Pedali nel silenzio, immerso tra i calanchi di Lucania o tra i boschi del Cilento, dove il rumore delle gomme sullo sterrato e il tuo respiro sono gli unici suoni. Presto ti ritrovi immerso in una terra meravigliosa, ancora sconosciuta al grande pubblico e al turismo di massa: luoghi autentici che pochi hanno visto, dove ogni curva può sorprendere. Ti fermi in un borgo arroccato per riempire la borraccia a una fontana di pietra, e l'acqua fresca rinnova le forze mentre incroci gli sguardi curiosi di chi vive in questi luoghi fuori dal tempo. Sotto il sole di mezzogiorno lo sterrato assolato brilla di polvere dorata e la tua ombra si allunga tra le crepe della strada dimenticata.
Una salita improvvisa si para davanti a te – un muro al 30% di pendenza – e senti il cuore battere forte: stringi il manubrio e spingi con grinta, ogni metro una conquista. In cima ti aspetta un panorama da sogno, vallate e mare all'orizzonte, e capisci che ne è valsa la pena. Al calare del sole arrivi in un paese illuminato dagli ultimi raggi: volti sorridenti ti accolgono con l’ospitalità di queste terre varie, ospitali e autentiche.
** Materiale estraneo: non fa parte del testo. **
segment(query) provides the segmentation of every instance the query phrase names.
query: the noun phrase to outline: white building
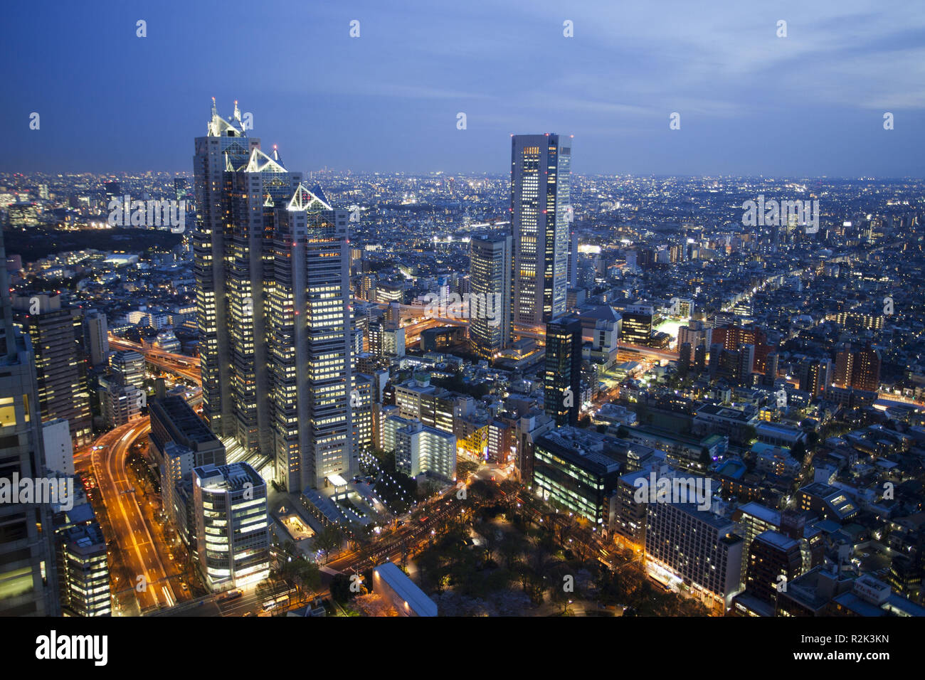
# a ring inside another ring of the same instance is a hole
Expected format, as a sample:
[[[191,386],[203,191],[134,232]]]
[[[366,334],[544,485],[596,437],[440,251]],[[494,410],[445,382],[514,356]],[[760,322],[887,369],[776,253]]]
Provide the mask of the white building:
[[[395,466],[416,477],[429,474],[456,479],[456,437],[414,421],[395,432]]]
[[[66,418],[42,424],[42,443],[45,449],[45,469],[60,475],[74,474],[74,445]]]
[[[193,468],[199,568],[212,591],[256,584],[270,573],[266,484],[247,463]]]

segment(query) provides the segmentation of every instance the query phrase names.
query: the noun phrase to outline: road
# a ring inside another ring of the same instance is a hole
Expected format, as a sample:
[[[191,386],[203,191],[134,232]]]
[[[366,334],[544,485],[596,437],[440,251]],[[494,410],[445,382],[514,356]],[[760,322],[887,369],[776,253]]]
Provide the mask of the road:
[[[143,348],[114,336],[110,336],[109,341],[117,349],[134,350],[144,354],[151,364],[197,384],[201,382],[199,367],[191,357]],[[201,390],[197,388],[190,402],[194,404],[201,400]],[[125,571],[134,579],[131,583],[117,582],[114,589],[118,592],[131,587],[142,612],[191,599],[190,591],[180,586],[179,568],[158,551],[158,544],[126,469],[132,444],[144,440],[150,430],[150,417],[136,418],[101,435],[92,446],[84,447],[74,454],[75,464],[79,467],[92,466],[99,495],[109,518],[112,536],[107,538],[116,541]],[[166,551],[166,547],[162,546],[162,550]]]
[[[126,470],[131,445],[147,437],[150,429],[150,418],[132,421],[103,435],[95,445],[102,448],[92,452],[92,464],[109,517],[112,538],[118,546],[127,573],[134,579],[132,583],[117,584],[117,589],[133,587],[142,612],[169,607],[178,601]]]

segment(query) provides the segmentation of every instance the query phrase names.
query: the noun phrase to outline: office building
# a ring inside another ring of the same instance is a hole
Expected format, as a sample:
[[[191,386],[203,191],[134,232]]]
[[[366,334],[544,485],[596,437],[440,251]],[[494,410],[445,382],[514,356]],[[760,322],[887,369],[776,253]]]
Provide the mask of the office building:
[[[543,410],[557,426],[578,424],[583,346],[579,319],[563,316],[547,324]]]
[[[742,537],[735,525],[694,503],[649,503],[646,556],[723,611],[740,588]]]
[[[534,490],[596,525],[608,521],[609,498],[621,472],[621,462],[608,455],[603,439],[561,427],[540,435],[533,451]]]
[[[266,484],[247,463],[192,469],[199,569],[216,592],[270,573]]]
[[[152,400],[151,453],[161,471],[161,496],[164,512],[177,527],[183,541],[191,543],[191,499],[185,484],[192,479],[192,470],[204,465],[224,465],[225,446],[203,422],[192,407],[180,397]]]
[[[105,364],[109,355],[109,328],[106,326],[106,315],[102,312],[88,312],[84,326],[90,365],[102,365]]]
[[[144,388],[144,355],[134,350],[121,350],[109,357],[109,371],[118,385]]]
[[[469,243],[469,341],[491,359],[511,344],[511,236],[475,237]]]
[[[0,234],[0,262],[6,260]],[[0,476],[41,477],[42,416],[30,338],[13,324],[0,267]],[[0,616],[57,616],[57,571],[48,503],[0,503]]]
[[[395,466],[409,476],[456,479],[456,437],[414,420],[395,430]]]
[[[74,443],[70,427],[64,418],[42,424],[42,442],[45,470],[60,476],[74,474]]]
[[[620,341],[647,346],[652,336],[652,318],[655,312],[651,304],[628,304],[620,311],[623,325]]]
[[[62,307],[61,296],[48,293],[15,295],[13,309],[32,343],[42,419],[64,418],[77,446],[90,443],[92,422],[80,311]]]
[[[572,141],[557,134],[511,137],[512,316],[539,330],[565,311]]]
[[[213,105],[194,163],[204,417],[290,490],[349,477],[350,214],[261,151],[237,105]]]
[[[56,528],[61,609],[68,616],[109,616],[109,558],[92,508],[83,502],[63,515]]]

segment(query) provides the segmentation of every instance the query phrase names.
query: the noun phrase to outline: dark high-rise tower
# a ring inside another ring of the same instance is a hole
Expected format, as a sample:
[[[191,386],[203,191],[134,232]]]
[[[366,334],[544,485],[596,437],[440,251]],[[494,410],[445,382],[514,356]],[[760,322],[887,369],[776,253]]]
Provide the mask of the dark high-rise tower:
[[[583,345],[580,319],[563,316],[547,324],[543,410],[557,427],[578,423]]]
[[[511,241],[486,236],[469,244],[469,340],[488,359],[511,343]]]
[[[514,327],[541,328],[565,311],[572,141],[512,135]]]
[[[38,383],[31,342],[13,324],[6,267],[0,301],[0,477],[34,480],[45,475]],[[59,615],[51,505],[0,503],[0,616]]]
[[[90,442],[92,417],[83,352],[83,315],[56,293],[18,293],[14,318],[32,343],[42,419],[64,418],[77,446]]]
[[[355,464],[350,216],[245,137],[237,105],[228,121],[213,105],[208,132],[195,155],[203,414],[242,450],[229,462],[272,459],[290,490],[321,487]]]

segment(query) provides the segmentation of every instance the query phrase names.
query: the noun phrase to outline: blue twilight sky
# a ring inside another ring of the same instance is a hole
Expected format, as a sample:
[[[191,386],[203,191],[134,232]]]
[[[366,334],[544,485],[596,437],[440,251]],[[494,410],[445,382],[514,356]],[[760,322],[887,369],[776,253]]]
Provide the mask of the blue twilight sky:
[[[919,0],[35,0],[0,45],[6,171],[191,173],[215,96],[292,170],[925,176]]]

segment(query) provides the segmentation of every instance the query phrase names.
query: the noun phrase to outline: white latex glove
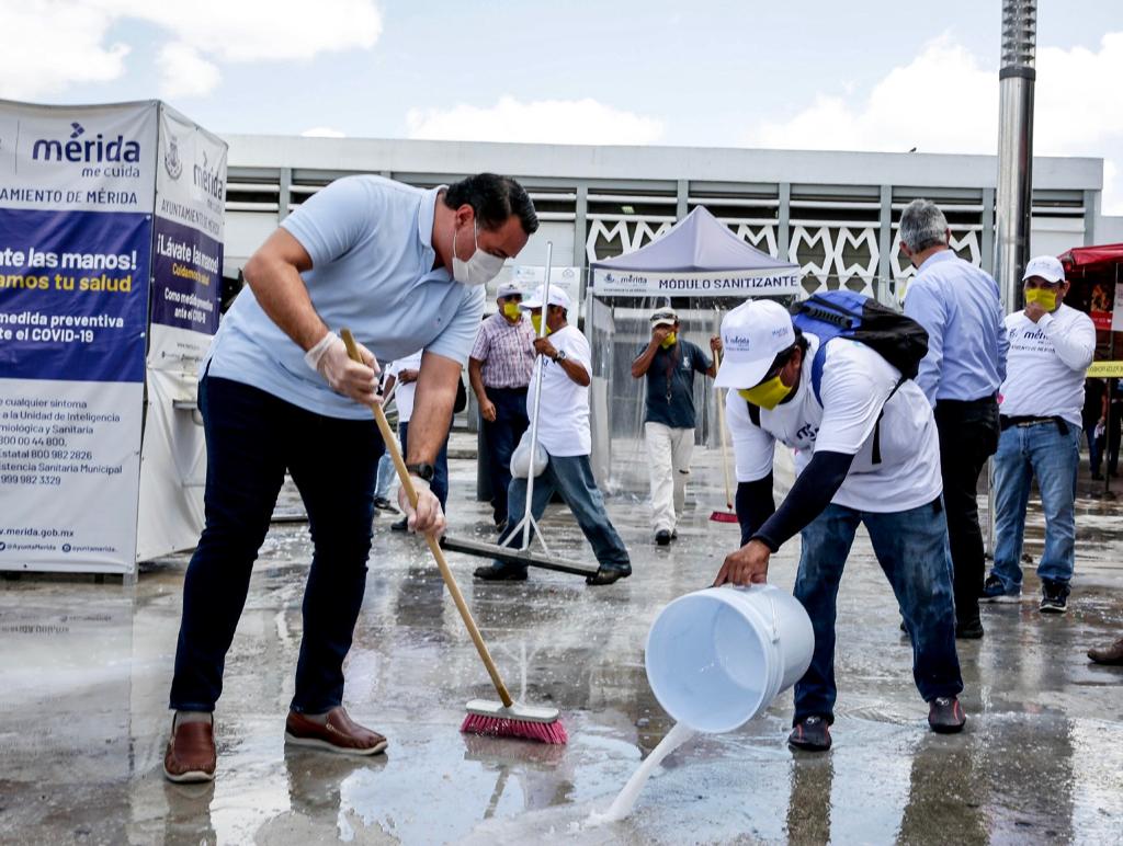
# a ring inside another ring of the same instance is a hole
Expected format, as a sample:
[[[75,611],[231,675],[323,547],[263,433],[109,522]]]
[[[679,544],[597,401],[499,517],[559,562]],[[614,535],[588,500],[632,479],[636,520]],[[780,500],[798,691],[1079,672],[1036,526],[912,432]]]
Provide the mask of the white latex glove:
[[[405,525],[411,532],[418,534],[431,534],[440,537],[445,534],[445,512],[440,507],[437,495],[429,489],[429,482],[424,479],[411,476],[413,489],[418,491],[418,507],[410,505],[409,495],[403,486],[398,487],[398,507],[405,515]]]
[[[356,403],[371,405],[378,402],[376,377],[382,368],[378,367],[378,361],[371,350],[357,341],[355,346],[363,357],[362,365],[351,361],[344,339],[329,332],[304,353],[304,361],[319,373],[337,394],[349,396]]]

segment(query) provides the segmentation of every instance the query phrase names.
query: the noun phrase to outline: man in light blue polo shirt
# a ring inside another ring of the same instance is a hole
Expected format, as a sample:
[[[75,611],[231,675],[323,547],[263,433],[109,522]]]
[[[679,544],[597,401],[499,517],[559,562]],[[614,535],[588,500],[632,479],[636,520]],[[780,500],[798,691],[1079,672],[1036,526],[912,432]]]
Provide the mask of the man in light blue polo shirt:
[[[901,213],[901,251],[916,278],[905,314],[928,331],[920,385],[940,433],[943,500],[956,582],[956,636],[983,636],[979,596],[986,570],[976,489],[998,448],[998,386],[1006,378],[1006,328],[998,285],[950,249],[943,212],[913,200]]]
[[[483,313],[484,284],[538,228],[513,180],[480,174],[429,191],[349,176],[284,220],[245,267],[199,383],[207,436],[207,523],[188,567],[175,655],[172,781],[214,778],[211,714],[257,550],[287,470],[314,544],[303,601],[290,744],[369,755],[386,741],[341,707],[343,662],[363,603],[375,468],[371,417],[378,361],[424,350],[407,466],[413,531],[440,533],[429,490],[460,368]],[[349,328],[364,362],[338,330]]]

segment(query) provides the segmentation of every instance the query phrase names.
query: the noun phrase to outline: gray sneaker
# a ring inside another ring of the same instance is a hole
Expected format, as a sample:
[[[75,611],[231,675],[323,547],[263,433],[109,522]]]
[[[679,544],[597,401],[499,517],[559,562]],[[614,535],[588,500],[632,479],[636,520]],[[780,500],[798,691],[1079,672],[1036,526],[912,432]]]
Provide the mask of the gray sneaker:
[[[1041,580],[1041,605],[1038,608],[1042,614],[1063,614],[1068,610],[1068,585],[1052,579]]]
[[[986,581],[983,582],[983,595],[979,597],[980,603],[1020,603],[1022,601],[1022,587],[1019,585],[1013,590],[1006,590],[999,579],[994,573],[986,577]]]

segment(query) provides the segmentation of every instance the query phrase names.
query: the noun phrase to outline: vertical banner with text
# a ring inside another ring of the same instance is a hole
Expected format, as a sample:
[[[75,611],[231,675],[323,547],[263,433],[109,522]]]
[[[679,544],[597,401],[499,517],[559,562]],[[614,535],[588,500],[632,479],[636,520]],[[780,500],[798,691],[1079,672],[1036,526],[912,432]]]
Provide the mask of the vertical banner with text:
[[[200,362],[218,330],[226,151],[223,140],[161,105],[137,531],[141,560],[193,546],[202,531],[207,444],[191,410]]]
[[[0,101],[0,568],[131,572],[157,103]]]

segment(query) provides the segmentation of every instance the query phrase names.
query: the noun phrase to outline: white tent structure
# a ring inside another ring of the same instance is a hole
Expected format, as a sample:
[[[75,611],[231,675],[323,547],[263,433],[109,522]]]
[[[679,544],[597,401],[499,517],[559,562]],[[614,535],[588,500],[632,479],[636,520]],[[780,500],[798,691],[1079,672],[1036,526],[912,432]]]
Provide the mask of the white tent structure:
[[[590,266],[602,297],[738,297],[800,294],[800,266],[742,241],[704,206],[661,238]]]
[[[631,362],[650,339],[651,312],[669,304],[683,337],[709,355],[709,338],[727,311],[748,298],[803,296],[802,274],[798,265],[749,246],[697,206],[640,249],[592,263],[590,275],[585,333],[593,347],[593,469],[606,490],[640,500],[648,495],[646,386],[632,378]],[[695,451],[694,472],[720,475],[711,387],[709,379],[695,380],[695,443],[710,449]],[[789,484],[780,462],[777,475]],[[721,486],[720,476],[711,481]]]

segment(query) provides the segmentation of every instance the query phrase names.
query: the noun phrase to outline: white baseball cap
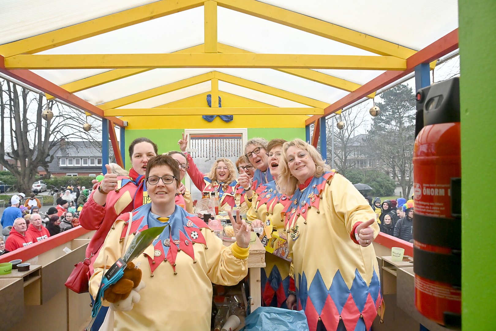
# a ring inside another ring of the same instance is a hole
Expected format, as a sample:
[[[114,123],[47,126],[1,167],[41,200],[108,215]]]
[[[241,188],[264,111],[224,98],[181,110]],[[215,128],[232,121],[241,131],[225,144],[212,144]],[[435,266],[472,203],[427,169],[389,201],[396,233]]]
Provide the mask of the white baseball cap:
[[[21,200],[19,199],[18,196],[12,196],[12,198],[10,198],[10,203],[12,204],[17,204],[20,202],[21,202]]]

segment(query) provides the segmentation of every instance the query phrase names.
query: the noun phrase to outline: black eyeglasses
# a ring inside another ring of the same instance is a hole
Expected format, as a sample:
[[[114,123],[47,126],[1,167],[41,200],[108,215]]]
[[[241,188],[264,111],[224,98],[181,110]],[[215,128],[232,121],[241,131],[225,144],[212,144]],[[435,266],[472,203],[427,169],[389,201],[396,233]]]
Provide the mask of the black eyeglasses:
[[[274,155],[276,156],[276,157],[280,157],[281,156],[281,154],[282,153],[281,151],[278,152],[276,152],[275,153],[272,153],[272,152],[269,152],[268,153],[265,153],[266,155],[269,157],[272,157]]]
[[[189,169],[189,164],[186,164],[186,163],[180,163],[179,161],[177,160],[176,160],[176,162],[178,163],[178,165],[179,165],[179,167],[183,169],[183,171],[187,171],[187,170]]]
[[[175,176],[166,176],[159,177],[158,176],[150,176],[146,179],[146,182],[150,185],[155,185],[158,184],[159,180],[162,179],[162,182],[164,184],[171,184],[174,181],[174,179],[177,179]]]
[[[248,159],[250,159],[253,157],[253,154],[258,154],[260,153],[260,150],[262,149],[261,147],[257,147],[253,150],[253,151],[250,152],[249,153],[247,153],[245,154],[245,156],[248,157]]]

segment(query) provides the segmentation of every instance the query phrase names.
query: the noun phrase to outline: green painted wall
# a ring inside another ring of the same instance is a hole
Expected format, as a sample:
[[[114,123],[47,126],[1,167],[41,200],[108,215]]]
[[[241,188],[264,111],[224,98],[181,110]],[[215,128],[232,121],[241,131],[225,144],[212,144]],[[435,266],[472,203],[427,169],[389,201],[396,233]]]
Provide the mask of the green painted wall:
[[[496,330],[496,1],[459,0],[463,330]]]
[[[148,130],[126,130],[125,143],[128,146],[132,140],[139,137],[146,137],[151,139],[158,146],[159,153],[165,153],[173,149],[177,149],[178,140],[181,139],[181,134],[184,130],[180,129]],[[248,129],[248,139],[253,137],[262,137],[270,140],[274,138],[282,138],[292,140],[295,138],[305,138],[304,128],[253,128]],[[130,168],[129,153],[126,149],[126,169]]]
[[[248,139],[254,137],[261,137],[267,140],[274,138],[281,138],[287,140],[292,140],[295,138],[305,139],[305,128],[264,128],[248,129]]]

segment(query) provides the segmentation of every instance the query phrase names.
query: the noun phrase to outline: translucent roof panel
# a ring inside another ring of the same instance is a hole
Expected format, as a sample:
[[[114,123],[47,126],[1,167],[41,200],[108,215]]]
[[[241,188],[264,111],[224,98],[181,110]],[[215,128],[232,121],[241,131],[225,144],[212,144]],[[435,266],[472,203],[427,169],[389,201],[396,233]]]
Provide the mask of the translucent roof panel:
[[[458,26],[455,0],[259,0],[419,50]]]
[[[272,69],[220,68],[217,71],[331,103],[348,92]]]
[[[169,93],[157,95],[156,97],[147,99],[141,101],[134,102],[126,106],[120,107],[124,108],[153,108],[158,107],[170,102],[173,102],[179,100],[196,95],[200,93],[206,93],[210,90],[211,87],[210,82],[206,81],[193,85],[187,87],[182,88],[180,90],[173,91]],[[206,100],[206,99],[205,99]],[[205,103],[206,101],[205,101]]]
[[[279,97],[267,94],[262,92],[258,92],[246,87],[234,85],[230,83],[219,81],[219,90],[224,91],[232,94],[236,94],[240,96],[256,100],[264,103],[267,103],[276,107],[308,107],[308,106],[302,105],[291,100],[279,98]]]
[[[89,102],[98,105],[210,71],[211,69],[204,68],[154,69],[74,94]]]
[[[193,8],[38,54],[169,53],[203,43],[203,8]]]
[[[2,0],[0,45],[155,2],[156,0]],[[29,24],[26,24],[29,22]]]
[[[257,53],[276,54],[376,54],[298,29],[219,7],[220,43]]]

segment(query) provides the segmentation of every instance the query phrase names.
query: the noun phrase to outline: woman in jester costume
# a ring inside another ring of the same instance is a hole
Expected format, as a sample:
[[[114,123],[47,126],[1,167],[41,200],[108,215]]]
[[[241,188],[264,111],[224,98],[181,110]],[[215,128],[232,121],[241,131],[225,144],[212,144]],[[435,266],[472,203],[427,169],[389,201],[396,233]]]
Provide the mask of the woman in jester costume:
[[[286,140],[273,139],[267,148],[269,169],[274,180],[260,186],[256,198],[247,214],[248,220],[260,220],[264,227],[261,237],[265,245],[265,267],[261,270],[262,300],[265,306],[287,308],[288,291],[294,292],[295,282],[289,276],[291,259],[284,230],[284,212],[290,203],[290,197],[279,192],[276,183],[283,144]],[[245,183],[240,176],[239,181]]]
[[[132,300],[113,301],[114,330],[207,331],[210,327],[212,283],[235,285],[248,273],[249,225],[231,217],[236,242],[225,246],[203,220],[175,204],[180,176],[178,163],[171,157],[161,155],[150,160],[145,178],[151,203],[133,211],[130,224],[129,213],[117,218],[95,262],[95,273],[90,280],[93,295],[104,267],[121,257],[126,233],[128,247],[137,232],[169,225],[133,261],[141,270],[141,277],[131,292],[138,293],[132,294]],[[121,279],[112,286],[122,287],[119,282],[128,280]],[[105,292],[109,300],[108,296],[121,293],[111,289],[107,290],[108,294]]]
[[[186,155],[189,167],[188,175],[194,186],[202,192],[215,193],[220,202],[220,209],[230,210],[240,205],[240,195],[236,194],[236,173],[231,160],[225,157],[218,159],[212,167],[210,173],[205,175],[200,171],[193,158],[186,152],[187,134],[183,133],[183,138],[178,141],[181,152]]]
[[[293,195],[285,229],[297,293],[288,306],[305,311],[310,331],[370,330],[382,302],[374,213],[301,139],[284,143],[279,168],[278,186]]]

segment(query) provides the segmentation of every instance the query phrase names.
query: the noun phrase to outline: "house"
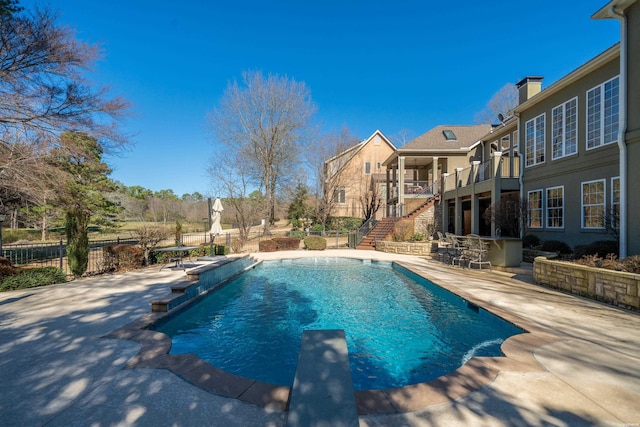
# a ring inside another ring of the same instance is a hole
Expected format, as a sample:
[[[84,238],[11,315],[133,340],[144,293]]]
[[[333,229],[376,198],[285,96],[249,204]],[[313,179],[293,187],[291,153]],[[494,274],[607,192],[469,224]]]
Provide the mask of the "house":
[[[325,161],[325,186],[333,194],[331,215],[365,218],[365,204],[371,198],[386,198],[384,159],[396,147],[379,130],[357,145]],[[382,210],[374,213],[382,216]]]
[[[406,216],[427,194],[441,230],[513,236],[521,217],[541,240],[618,236],[621,257],[640,254],[628,215],[640,211],[640,2],[612,0],[593,18],[620,20],[620,43],[544,90],[541,76],[522,79],[497,126],[437,126],[385,160],[386,215]]]
[[[640,212],[640,2],[613,0],[592,18],[620,21],[620,257],[640,254],[640,224],[629,213]]]

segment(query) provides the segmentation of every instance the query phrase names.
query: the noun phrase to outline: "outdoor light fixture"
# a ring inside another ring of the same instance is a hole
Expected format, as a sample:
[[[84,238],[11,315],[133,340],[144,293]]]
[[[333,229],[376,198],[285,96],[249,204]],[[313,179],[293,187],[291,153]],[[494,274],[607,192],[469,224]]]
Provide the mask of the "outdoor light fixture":
[[[4,211],[0,210],[0,256],[3,256],[2,252],[2,223],[4,222],[7,216],[4,214]]]

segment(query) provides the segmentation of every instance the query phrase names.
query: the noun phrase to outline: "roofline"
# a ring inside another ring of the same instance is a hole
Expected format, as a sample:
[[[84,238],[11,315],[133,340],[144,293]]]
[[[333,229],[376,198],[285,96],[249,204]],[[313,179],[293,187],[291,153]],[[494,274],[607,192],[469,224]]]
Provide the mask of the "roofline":
[[[602,6],[596,13],[591,15],[591,19],[612,19],[615,18],[615,15],[611,13],[611,8],[618,10],[625,10],[636,0],[611,0],[609,3]]]
[[[614,0],[615,1],[615,0]],[[635,0],[634,0],[635,1]],[[598,56],[591,59],[589,62],[584,63],[580,67],[576,68],[574,71],[570,72],[566,76],[562,77],[560,80],[556,81],[554,84],[549,86],[548,88],[542,90],[540,93],[532,96],[522,104],[518,105],[514,112],[516,114],[521,113],[527,108],[537,104],[540,101],[543,101],[549,98],[551,95],[559,92],[565,87],[575,83],[577,80],[583,78],[587,74],[593,72],[596,68],[601,65],[611,61],[614,58],[620,56],[620,43],[616,43],[611,46],[609,49],[600,53]]]

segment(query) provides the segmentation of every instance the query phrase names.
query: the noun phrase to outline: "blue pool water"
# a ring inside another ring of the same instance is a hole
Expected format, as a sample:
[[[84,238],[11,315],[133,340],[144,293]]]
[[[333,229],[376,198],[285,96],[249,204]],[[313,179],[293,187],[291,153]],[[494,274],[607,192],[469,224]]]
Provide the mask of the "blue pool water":
[[[263,262],[156,327],[171,353],[291,386],[302,331],[344,329],[357,390],[429,381],[522,330],[391,263]]]

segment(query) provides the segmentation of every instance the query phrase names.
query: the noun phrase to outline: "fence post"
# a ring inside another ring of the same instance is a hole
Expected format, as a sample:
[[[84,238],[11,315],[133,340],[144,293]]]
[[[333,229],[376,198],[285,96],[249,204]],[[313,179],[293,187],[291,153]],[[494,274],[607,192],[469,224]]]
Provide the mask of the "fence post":
[[[62,270],[62,238],[60,238],[60,245],[58,246],[60,252],[60,270]]]

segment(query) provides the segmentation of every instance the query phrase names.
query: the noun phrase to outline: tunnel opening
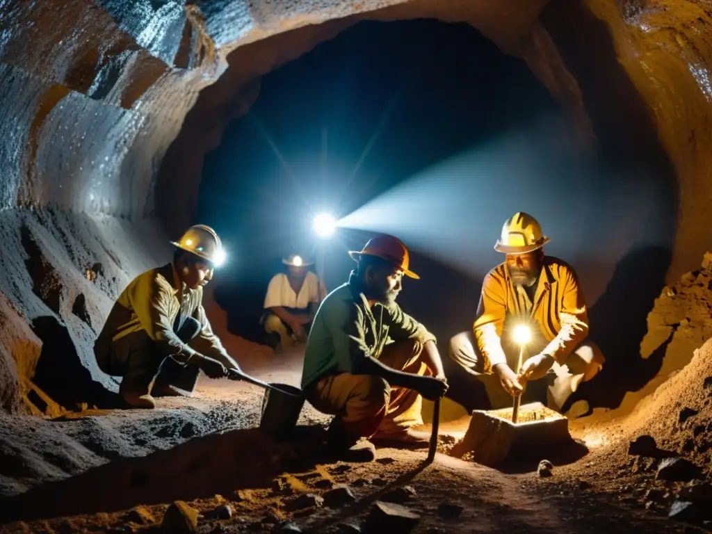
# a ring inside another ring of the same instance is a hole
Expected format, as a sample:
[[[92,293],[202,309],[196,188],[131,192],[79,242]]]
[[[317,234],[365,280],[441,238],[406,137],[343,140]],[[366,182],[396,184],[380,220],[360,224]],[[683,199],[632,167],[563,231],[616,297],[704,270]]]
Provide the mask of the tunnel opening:
[[[438,337],[452,398],[466,397],[446,342],[470,328],[482,278],[502,261],[501,224],[523,210],[552,237],[548,253],[577,269],[607,358],[605,379],[579,397],[614,407],[646,383],[661,360],[642,360],[639,345],[670,265],[674,174],[634,88],[612,70],[607,33],[592,21],[588,33],[600,57],[565,59],[591,70],[581,78],[592,144],[526,63],[466,23],[360,22],[262,77],[208,154],[197,196],[197,220],[232,247],[216,293],[231,331],[263,342],[262,302],[282,256],[320,248],[330,290],[352,267],[347,250],[391,233],[423,276],[399,301]],[[597,69],[609,80],[587,90]],[[328,244],[309,227],[323,209],[350,226]]]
Un bicchiere di Amaro Lucano appare sul tavolo di legno e brindi con nuovi amici sotto un cielo carico di stelle.
In quell’istante ti senti parte di qualcosa: un viandante in bici che ha trovato casa in ogni luogo raggiunto pedalando. Capisci che ogni scoperta del giorno è stata intima e profonda, quelle scoperte mai superficiali che solo il passo lento della bici sa regalare.